The Unsigned Ballerz documentary is now available to watch on Player Impact’s website.
The three-part series has already been viewed thousands of times since it was released exclusively on Metro.co.uk on June 12.
The documentary was part of a collaboration between Player Impact and Metro.co.uk which also featured an article on the current problems free agents face in football.
The film features three players who have been released from some of the country’s most prominent teams; former Chelsea player Ty-Rhys Paul-Jones, 21, ex-Tottenham midfielder Danny Edmead, 16, and former Ipswich attacker Decosta Holness, 22.
All three are still training hard and have not given up yet on their dream of playing for another professional club, but they have found it difficult to get signed during lockdown.
Since restrictions were first implemented in Spring 2020, many young footballers have struggled to find clubs due to the impact on football finances and the international movement of players.
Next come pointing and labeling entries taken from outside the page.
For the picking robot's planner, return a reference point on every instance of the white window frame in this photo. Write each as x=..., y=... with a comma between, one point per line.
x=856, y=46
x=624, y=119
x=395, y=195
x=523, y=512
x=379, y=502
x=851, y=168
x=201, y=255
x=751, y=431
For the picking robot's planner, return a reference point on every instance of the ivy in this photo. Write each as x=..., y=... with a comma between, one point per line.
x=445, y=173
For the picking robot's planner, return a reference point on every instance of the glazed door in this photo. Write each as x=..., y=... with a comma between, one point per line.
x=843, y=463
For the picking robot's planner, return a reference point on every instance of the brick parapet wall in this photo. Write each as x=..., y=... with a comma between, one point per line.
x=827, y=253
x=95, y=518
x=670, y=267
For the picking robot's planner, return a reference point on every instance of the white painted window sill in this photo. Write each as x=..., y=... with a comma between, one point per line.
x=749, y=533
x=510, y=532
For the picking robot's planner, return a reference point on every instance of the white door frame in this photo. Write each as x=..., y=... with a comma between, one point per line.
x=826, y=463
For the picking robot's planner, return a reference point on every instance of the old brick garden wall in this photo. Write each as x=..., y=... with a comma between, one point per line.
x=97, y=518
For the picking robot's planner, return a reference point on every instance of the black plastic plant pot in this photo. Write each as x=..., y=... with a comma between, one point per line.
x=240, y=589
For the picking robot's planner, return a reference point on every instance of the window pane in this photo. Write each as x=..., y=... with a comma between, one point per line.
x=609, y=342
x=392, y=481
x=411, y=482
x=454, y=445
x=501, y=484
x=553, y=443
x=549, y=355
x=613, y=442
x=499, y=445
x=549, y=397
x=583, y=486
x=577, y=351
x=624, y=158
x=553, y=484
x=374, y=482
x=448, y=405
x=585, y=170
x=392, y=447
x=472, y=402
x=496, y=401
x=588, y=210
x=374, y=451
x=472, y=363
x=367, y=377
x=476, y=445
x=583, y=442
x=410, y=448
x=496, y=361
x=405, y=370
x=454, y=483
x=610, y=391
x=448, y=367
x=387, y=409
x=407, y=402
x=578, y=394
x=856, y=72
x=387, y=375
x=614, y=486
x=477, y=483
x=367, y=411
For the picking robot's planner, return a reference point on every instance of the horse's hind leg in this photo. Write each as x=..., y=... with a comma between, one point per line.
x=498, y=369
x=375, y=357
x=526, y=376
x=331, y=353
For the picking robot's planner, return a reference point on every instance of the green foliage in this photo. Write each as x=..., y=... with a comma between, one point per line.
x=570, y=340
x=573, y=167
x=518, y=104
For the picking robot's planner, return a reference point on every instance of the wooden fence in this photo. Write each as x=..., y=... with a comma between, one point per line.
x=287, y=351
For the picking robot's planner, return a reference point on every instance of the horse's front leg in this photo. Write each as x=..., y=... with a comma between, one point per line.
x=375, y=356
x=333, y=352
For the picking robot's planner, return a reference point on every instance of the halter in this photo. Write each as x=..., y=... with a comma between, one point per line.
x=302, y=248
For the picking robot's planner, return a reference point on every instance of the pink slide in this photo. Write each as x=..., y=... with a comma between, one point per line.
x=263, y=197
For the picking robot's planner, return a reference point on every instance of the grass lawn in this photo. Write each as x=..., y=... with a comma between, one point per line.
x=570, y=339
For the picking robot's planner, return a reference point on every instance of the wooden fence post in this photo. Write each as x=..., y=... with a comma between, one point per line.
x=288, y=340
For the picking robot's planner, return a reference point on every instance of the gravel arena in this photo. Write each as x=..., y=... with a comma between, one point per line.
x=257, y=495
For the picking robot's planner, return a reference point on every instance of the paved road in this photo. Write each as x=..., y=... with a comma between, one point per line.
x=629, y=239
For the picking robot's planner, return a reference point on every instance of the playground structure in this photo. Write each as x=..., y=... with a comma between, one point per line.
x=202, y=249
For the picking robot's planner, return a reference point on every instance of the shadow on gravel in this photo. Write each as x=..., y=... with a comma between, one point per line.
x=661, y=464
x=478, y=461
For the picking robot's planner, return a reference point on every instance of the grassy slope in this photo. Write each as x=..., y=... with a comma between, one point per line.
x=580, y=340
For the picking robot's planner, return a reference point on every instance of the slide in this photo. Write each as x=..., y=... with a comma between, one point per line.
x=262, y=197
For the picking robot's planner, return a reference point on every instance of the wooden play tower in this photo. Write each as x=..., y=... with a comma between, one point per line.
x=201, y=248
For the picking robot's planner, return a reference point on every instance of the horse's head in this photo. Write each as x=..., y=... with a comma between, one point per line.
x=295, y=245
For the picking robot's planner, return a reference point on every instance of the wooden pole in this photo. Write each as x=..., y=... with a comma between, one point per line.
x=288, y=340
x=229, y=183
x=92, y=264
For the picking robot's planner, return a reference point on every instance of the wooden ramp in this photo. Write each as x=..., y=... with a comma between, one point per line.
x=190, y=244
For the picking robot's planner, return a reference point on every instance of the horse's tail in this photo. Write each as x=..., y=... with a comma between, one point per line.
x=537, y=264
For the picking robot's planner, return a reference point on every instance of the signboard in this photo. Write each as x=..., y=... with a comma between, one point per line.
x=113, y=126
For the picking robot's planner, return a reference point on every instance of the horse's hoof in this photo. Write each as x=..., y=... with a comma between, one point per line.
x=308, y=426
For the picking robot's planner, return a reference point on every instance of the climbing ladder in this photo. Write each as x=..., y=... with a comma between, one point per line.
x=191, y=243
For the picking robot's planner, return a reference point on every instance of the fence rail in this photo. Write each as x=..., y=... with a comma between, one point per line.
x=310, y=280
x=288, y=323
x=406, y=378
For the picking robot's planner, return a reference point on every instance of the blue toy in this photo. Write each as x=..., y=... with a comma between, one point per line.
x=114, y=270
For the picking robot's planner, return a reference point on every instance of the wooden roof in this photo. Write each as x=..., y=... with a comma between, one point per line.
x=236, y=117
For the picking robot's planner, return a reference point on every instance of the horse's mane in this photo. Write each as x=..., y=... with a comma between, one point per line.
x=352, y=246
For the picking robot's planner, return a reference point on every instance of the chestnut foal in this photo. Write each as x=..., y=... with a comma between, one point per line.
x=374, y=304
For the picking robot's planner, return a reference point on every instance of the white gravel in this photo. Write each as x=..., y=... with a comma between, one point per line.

Player Impact spoke to Oshor Williams, Assistant Director of Education for the Professional Footballers’ Association (PFA), for the feature in Metro.co.uk – Football in crisis: How lockdown is sabotaging our future stars.
He said Covid restrictions had hit under 25 footballers the hardest and it was only going to get worse for them this summer due to the increasing number of free agents on the market.
“We see highly sought after players moving quite easily but those who have got less experience and fewer games under their belt and with no great record of achievement, find it difficult,’ Oshor said.
“I can understand the frustration and the concerns many of the young players who will be entering the market over what they are going to face this year.”
Christopher Winn, programme leader and football business consultant at the UCFB Global Institute of Sport, added Premier League clubs had lost hundreds of millions of pounds due to social distancing rules.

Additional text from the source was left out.